The thought gave him answers. Of a sort. He needed the Preventors because someone wanted him dead. But like all pure things, the thought eventually broke down.

"You can start by telling me who you are, and how you made it through my perimeter security." The feminine voice from the speaker held rising frustration.

A frustration he could only match. "I…I…"

Something loud, metal, and heavy, landed behind him. Blinking in the sudden light, he turned towards the noise. Mobile Suits.

"Your name?"

"My name is…" He searched his mind frantically for an answer. What sort of person forgot his own name? "My name is…" He stepped forward and felt his knees turn to water. He fell against the wall, defeated. "I don't know."

"Well Mr. John Doe, I'd take my hands out of my pockets and put them up, if I were you." The voice sounded jovial, but beneath it lay the undertone of a killer.

He felt strange, scared, as he unclenched his right hand from around the box it gripped. He raised his hands over his head.

"Turn around slowly." The second voice lacked any attempt at humor.

John, for lack of a better name, wondered if he'd ever been this scared in his life. His hands shook. They were pale, calloused between his index finger and thumb, calloused across his palms.

Behind him, a hum and thud. A teen in a beige Preventor uniform stepped in front of him. His eyes were purple, his hair braided down to his waist, and he held a gun in his right hand. "My name is Duo Maxwell." He said. "Now, we can do this easy, or we can do this hard. Your decision buddy."

"I am prepared to cooperate."

"Good." Duo smiled. It was a manic smile, manic and slightly insane. "Now, I'm going to take two steps closer to you, and check you for firearms. So please, remain still." Duo glanced back meaningfully at the other Taurus suit. "Heero tends to get a bit jumpy on the trigger, early childhood training and the suchlike."

"Oh." Had he not seen the teen's expression, he would have assumed either the boy was lying, or that he still held the fantasy of immortality that typified youth. But he seemed far too calm; the sort of calm that came from living close to death for so long, that the thought of it became routine. John knew, with certainty, that he lacked this calm. He feared death. So he stood very still as Duo patted him down, only flinched when the boy fumbled in his pocket and pulled out the black box that held the key to his memories, and his life.

"What's this?" Duo asked.

"I'm not certain, but I think that's why I'm here."

****

Desperiox found his missing chunk of the docking bay a day later, on the colony news.

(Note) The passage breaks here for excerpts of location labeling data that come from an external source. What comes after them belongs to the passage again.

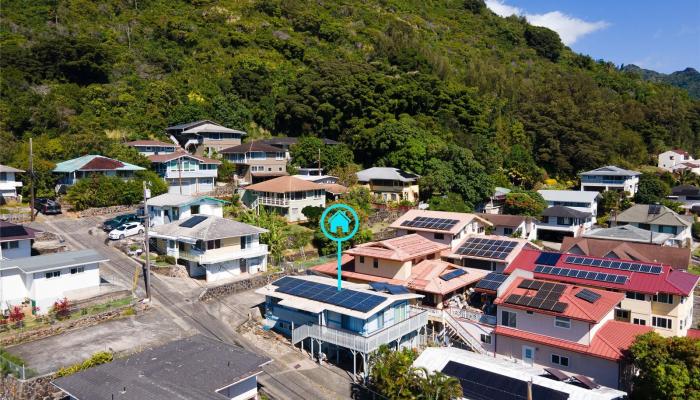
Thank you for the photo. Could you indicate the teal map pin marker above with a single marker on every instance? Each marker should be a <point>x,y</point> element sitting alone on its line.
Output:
<point>339,217</point>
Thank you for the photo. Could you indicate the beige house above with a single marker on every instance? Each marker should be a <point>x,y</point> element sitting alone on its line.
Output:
<point>285,195</point>
<point>256,162</point>
<point>390,184</point>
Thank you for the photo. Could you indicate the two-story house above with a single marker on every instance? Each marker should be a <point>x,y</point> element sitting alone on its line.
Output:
<point>350,322</point>
<point>217,248</point>
<point>671,158</point>
<point>256,162</point>
<point>15,240</point>
<point>204,136</point>
<point>610,178</point>
<point>186,173</point>
<point>9,183</point>
<point>567,327</point>
<point>409,261</point>
<point>285,195</point>
<point>170,207</point>
<point>153,147</point>
<point>390,184</point>
<point>658,218</point>
<point>440,226</point>
<point>71,171</point>
<point>655,295</point>
<point>47,278</point>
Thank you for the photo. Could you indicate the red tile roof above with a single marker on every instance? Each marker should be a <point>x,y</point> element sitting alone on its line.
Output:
<point>610,342</point>
<point>669,281</point>
<point>577,308</point>
<point>400,248</point>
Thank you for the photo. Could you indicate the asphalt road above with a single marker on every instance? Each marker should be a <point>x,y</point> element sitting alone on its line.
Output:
<point>177,298</point>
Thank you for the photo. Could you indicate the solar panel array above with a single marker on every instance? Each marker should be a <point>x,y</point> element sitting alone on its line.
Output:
<point>329,294</point>
<point>487,248</point>
<point>441,224</point>
<point>452,274</point>
<point>491,281</point>
<point>547,258</point>
<point>193,221</point>
<point>612,264</point>
<point>546,298</point>
<point>588,295</point>
<point>581,274</point>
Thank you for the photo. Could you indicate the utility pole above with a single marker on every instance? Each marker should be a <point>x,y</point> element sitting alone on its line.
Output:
<point>147,276</point>
<point>31,176</point>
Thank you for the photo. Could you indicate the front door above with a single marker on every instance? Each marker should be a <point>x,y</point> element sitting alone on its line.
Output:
<point>528,355</point>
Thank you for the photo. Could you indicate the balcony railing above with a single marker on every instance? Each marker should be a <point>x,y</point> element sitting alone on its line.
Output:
<point>358,342</point>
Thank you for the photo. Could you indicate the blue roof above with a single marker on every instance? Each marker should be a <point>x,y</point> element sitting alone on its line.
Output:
<point>78,163</point>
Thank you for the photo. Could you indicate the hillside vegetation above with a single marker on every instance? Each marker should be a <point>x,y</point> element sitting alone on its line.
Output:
<point>445,89</point>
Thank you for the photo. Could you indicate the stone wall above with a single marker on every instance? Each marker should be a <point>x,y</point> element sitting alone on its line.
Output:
<point>39,388</point>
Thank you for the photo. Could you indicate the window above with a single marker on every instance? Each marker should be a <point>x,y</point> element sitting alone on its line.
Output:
<point>562,322</point>
<point>508,319</point>
<point>636,296</point>
<point>660,322</point>
<point>663,298</point>
<point>560,360</point>
<point>53,274</point>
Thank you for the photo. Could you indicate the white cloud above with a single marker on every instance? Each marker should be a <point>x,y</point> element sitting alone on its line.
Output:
<point>569,28</point>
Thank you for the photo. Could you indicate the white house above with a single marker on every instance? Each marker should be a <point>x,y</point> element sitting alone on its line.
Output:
<point>217,248</point>
<point>15,240</point>
<point>669,159</point>
<point>47,278</point>
<point>186,173</point>
<point>610,178</point>
<point>170,207</point>
<point>9,183</point>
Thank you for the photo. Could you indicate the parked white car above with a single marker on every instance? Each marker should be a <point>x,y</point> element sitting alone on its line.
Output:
<point>128,229</point>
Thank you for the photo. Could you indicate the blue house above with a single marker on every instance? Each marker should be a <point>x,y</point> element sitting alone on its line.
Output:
<point>353,321</point>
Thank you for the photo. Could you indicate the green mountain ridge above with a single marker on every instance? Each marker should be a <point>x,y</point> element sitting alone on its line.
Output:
<point>688,79</point>
<point>445,89</point>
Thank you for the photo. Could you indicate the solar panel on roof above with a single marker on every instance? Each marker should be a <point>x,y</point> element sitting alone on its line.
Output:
<point>193,221</point>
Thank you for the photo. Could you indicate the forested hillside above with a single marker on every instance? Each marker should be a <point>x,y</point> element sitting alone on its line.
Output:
<point>445,89</point>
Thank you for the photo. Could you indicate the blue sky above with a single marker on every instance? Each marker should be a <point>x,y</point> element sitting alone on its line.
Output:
<point>662,35</point>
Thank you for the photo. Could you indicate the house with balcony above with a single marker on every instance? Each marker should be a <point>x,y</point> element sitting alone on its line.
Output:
<point>216,248</point>
<point>197,367</point>
<point>71,171</point>
<point>567,327</point>
<point>411,262</point>
<point>47,278</point>
<point>204,137</point>
<point>557,222</point>
<point>658,218</point>
<point>654,294</point>
<point>256,162</point>
<point>153,147</point>
<point>15,240</point>
<point>9,182</point>
<point>349,323</point>
<point>185,173</point>
<point>610,178</point>
<point>390,184</point>
<point>285,195</point>
<point>440,226</point>
<point>676,257</point>
<point>170,207</point>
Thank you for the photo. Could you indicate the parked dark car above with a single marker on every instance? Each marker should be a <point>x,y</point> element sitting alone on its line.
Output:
<point>118,221</point>
<point>47,206</point>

"Mrs. Lessig, am I correct to say that a three foot shard of warped metal simply appeared in your living room sofa?" The reporter looked like she would have felt better to hold more than a microphone between herself and the grey haired woman she interviewed.

"I couldn't believe it!" Mrs. Lessig wore a sea green felt robe and clutched a small dog in her arms. "Another inch to the right, and it would have stabbed poor Excalibur straight through."

"Excalibur?"

The dog gave a cheerful yip. 

Mrs. Lessig blinked, averting her eyes for a second from the camera. "My son thought it appropriate. Alan had a love of the ancient legends."

"I'm sorry."

"One of Treize's boys. The Honorable Kushrenada insisted I call him that, you understand, at the funeral. Alan graduated with honors, and served well to the last. As did they all, those poor boys." She took the reporter's hand. On the bottom of the screen flashed 'Cynthia Matthews: reporting from Endameba, New Sank'.

Cynthia seemed at a loss. New to the job, Desperiox assumed. Young too, statuesque, with red hair that seemed natural and makeup that failed to measure up. It had been three years since the Eve wars, not a long time, but most preferred to pretend the wars, like Arthur's round table, were a thing of ancient history.

The camera zoomed in on the sofa. The metal was twisted, but a piece of a serial number remained: '873'.

It was enough. Desperiox tapped the screen, turning it off, then punched in Caldwell's code.

"Caldwell." The admiral looked up from a stack of papers. After four years of working with the man, Desperiox knew that --- contrary to rumor --- the stack of papers were no ruse to impress those in his command. Caldwell preferred hard copy. Given the chance, he painstakingly printed and filed all his important paperwork, a fact that would have dramatically cluttered the life of a less disciplined man.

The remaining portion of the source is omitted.